But he was also a veteran of such landmark films as Nicholas Ray’s “Rebel Without a Cause” (1955) and George Stevens’ “Giant” (1956), in which he shared the screen with Rock Hudson, Elizabeth Taylor and the aforementioned Dean. Hopper’s “Rebel” cast members Dean, Natalie Wood and Sal Mineo all died prematurely, while Hopper kept working.

The actor was among the cinema’s first juvenile delinquents, a social phenomenon that inspired such films as “Rebel” and “The Blackboard Jungle” (1955), films that uncovered an as-yet untapped American youth audience and a demand for films about it.

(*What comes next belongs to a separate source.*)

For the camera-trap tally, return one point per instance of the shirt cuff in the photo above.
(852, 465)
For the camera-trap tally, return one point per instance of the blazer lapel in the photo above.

Like “new sensations” Dean and Marlon Brando, Hopper was also an early devotee of Method Acting.
Born in Kansas on May 17, 1936, Hopper was a fixture in Westerns, co-starring with such icons of the genre as John Wayne in “The Sons of Katie Elder” (1965) and “True Grit” (1969), and Clint Eastwood in “Hang ’Em High” (1968).
According to Hollywood lore, shooting “From Hell to Texas” (1958) with the veteran director Henry Hathaway (“The Trail of the Lonesome Pine”), a twitchy Hopper required 85 takes for one scene, causing Hathaway, with whom Hopper would work again in “True Grit,” to state: “You’ll never work in this town again!”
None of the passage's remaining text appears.